Compare your scores on the styles measure for situation A and situation B. In small groups, address these questions:

  1. 1. How many people of your group have relatively consistent styles in different contexts?
  2. 2. For those who have different answers, answer this question: “What is it about the two situations that prompts me to use different styles?”
  3. 3. As a group, discuss the advantages of using the same style across two different situations.
  4. 4. What are the advantages of using different styles across the two situations?
  5. 5. Do personal situations and less personal situations call for different styles?

Application 5.3 Avoid or Engage?
    Brent: There is something bothering me.
    Janette: I’m way too stressed out to talk about anything right now.
    Brent: I’m upset about what you said about me at the party.
    Janette: You’re picking on me. Leave me alone! Another time!
    Brent: When are we going to talk about things that bug me? You never want to talk if I’m upset.
    Janette: You aren’t respecting what I told you about my stress. I’m going for a walk. See you later.

Role-play the couple portrayed above. What could each have done to

  • Assert his/her needs even more articulately, while
  • Working with the stated needs of the other person?

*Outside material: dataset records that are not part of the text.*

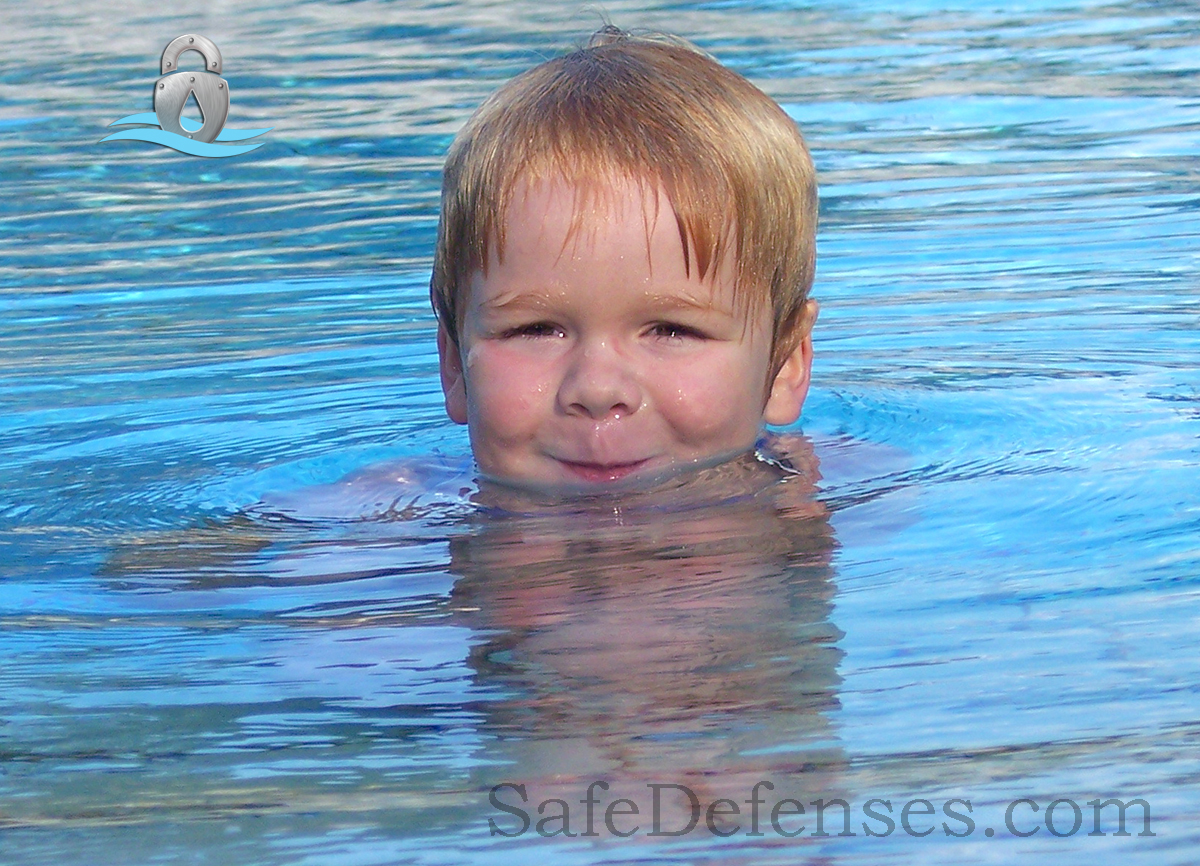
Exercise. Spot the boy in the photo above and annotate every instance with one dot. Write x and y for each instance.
(624, 256)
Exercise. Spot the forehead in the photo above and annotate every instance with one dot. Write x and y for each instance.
(605, 221)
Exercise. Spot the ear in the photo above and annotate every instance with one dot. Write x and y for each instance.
(454, 385)
(791, 383)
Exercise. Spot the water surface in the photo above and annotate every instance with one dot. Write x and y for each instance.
(995, 600)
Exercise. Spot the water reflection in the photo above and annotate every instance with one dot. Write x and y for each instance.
(678, 637)
(642, 644)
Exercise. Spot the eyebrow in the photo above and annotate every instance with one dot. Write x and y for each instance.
(539, 300)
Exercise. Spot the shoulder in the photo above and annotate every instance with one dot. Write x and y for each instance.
(405, 488)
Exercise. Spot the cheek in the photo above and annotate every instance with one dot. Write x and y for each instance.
(505, 390)
(719, 398)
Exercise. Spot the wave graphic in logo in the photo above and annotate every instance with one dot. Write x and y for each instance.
(183, 144)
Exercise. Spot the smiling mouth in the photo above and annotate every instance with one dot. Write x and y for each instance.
(600, 473)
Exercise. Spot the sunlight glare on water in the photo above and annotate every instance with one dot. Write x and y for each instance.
(215, 651)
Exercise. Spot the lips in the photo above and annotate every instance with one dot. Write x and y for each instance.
(601, 473)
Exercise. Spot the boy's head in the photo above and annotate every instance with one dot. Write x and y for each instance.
(624, 254)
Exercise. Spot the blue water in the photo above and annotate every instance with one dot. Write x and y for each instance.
(1002, 603)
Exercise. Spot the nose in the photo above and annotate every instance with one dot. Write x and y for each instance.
(599, 384)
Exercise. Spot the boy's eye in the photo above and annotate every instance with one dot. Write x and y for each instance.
(672, 330)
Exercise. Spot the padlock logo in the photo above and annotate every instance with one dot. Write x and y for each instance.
(171, 96)
(209, 89)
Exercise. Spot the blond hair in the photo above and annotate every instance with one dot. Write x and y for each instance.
(664, 114)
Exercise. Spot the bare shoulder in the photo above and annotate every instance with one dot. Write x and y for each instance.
(397, 489)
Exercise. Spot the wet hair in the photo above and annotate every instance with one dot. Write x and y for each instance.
(661, 113)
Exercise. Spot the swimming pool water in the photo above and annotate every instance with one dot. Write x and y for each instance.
(1002, 603)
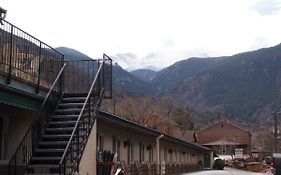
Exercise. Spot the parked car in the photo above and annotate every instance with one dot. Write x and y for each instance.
(276, 161)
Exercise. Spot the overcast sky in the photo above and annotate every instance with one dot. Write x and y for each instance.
(139, 33)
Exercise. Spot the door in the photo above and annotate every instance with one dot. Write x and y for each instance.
(1, 138)
(207, 161)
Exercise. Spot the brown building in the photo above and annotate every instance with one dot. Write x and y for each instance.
(224, 138)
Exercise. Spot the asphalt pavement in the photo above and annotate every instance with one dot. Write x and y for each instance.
(226, 171)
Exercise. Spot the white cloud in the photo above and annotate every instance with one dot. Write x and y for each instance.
(156, 32)
(267, 7)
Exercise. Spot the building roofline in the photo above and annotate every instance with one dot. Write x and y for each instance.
(133, 125)
(225, 123)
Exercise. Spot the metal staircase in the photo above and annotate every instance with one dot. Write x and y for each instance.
(56, 139)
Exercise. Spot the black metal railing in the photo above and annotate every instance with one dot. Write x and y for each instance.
(26, 58)
(33, 135)
(80, 74)
(99, 87)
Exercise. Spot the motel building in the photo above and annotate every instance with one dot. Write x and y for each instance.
(50, 121)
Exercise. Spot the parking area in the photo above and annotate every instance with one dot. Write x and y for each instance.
(227, 171)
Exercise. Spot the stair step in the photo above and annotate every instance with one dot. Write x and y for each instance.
(74, 99)
(49, 150)
(49, 136)
(75, 94)
(71, 110)
(71, 122)
(41, 174)
(64, 105)
(53, 143)
(46, 158)
(53, 166)
(65, 117)
(59, 129)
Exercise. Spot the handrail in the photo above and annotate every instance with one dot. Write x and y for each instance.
(36, 118)
(82, 110)
(52, 87)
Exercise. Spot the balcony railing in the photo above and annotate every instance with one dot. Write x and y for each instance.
(80, 74)
(26, 58)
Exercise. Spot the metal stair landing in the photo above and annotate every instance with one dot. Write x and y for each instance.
(55, 141)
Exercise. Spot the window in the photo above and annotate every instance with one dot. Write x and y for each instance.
(116, 146)
(100, 142)
(1, 138)
(130, 152)
(141, 151)
(165, 154)
(150, 151)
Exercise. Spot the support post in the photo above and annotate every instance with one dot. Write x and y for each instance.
(158, 153)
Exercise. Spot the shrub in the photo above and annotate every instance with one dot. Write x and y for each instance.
(219, 164)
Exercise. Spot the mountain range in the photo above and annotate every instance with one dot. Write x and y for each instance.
(245, 85)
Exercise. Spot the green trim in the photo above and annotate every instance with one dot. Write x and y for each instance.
(15, 97)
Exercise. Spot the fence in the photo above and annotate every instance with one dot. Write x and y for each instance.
(26, 58)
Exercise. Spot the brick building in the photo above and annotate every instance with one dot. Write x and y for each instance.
(223, 138)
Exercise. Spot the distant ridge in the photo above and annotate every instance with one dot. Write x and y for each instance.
(246, 85)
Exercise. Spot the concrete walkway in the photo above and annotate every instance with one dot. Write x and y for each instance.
(226, 171)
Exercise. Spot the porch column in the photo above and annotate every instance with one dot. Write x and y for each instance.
(158, 152)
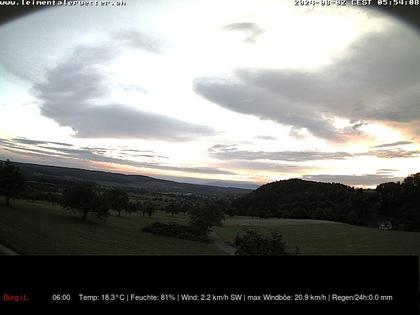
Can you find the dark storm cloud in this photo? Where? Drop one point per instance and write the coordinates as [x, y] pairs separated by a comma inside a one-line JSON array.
[[377, 79], [353, 180], [74, 95], [37, 142], [393, 144], [251, 30], [37, 149]]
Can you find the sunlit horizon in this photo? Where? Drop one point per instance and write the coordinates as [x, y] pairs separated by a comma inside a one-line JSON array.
[[244, 92]]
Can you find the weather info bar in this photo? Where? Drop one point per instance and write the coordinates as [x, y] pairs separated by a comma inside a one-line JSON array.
[[359, 3], [380, 284]]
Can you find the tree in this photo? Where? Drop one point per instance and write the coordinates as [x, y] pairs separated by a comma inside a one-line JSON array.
[[253, 243], [85, 198], [133, 206], [173, 208], [206, 215], [118, 200], [149, 208], [12, 181]]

Application 5.4 Thinking about Styles

    Which is the best style for use in conflict? Read the four statements below and put a check mark by the one that you feel is the most accurate:

    1. Avoidance of conflicts leads to unhappy marriages and work relationships—it just keeps important issues buried.
    2. Avoidance of unnecessary conflict helps promote harmony and keeps people from getting involved in unnecessary upsets.
    3. The only way to really manage conflict is to work through it by engaging the other person.
    4. Engagement in conflict leads to escalatory spirals and hurt for all parties.

Application 5.5 Should I Bring Up the Problem or Let It Go?
    Marjorie: Hi, Terry, what’s going on?
    Terry: Oh, not much. [He is thinking, “If I say how upset I am, we’ll get into it, and I just want to cool out.”]
    Marjorie: You don’t look very happy. [She’s thinking, “I know you’re upset about my mother’s criticism of your job search plans. We might as well talk about it.”]
    Terry: No big deal. [“I hope she just lets it go.”]
    Marjorie: Are you mad at my mother? [“He must be more angry than I thought. This doesn’t look good. Uh-oh.”]
    Terry: Why do you always have to blow everything out of proportion?

    The conflict then escalates as they struggle tacitly over whether to engage or avoid. In Application 5.3 we asked you to role-play better options that preserved both individual needs and relational needs. In the case of Marjorie and Terry, discuss how more selfdisclosure could help this couple keep from getting stuck in avoidance, or contain their escalation so the relationship is preserved.


Application 5.6 Threats in Personal Relationships

    Think of a time when you were threatened, or you used threats. What happened? Looking back, do you think the threats were effective in solving a problem and keeping the relationship intact? Were they harmful? What have you learned about your personal response to using threats or being threatened verbally?


Application 5.7 Your Responses

    Answer the above five questions, privately first, then with your small group. What did you learn? Is there anything you want to change about your style across various contexts? Maybe it’s time for a change.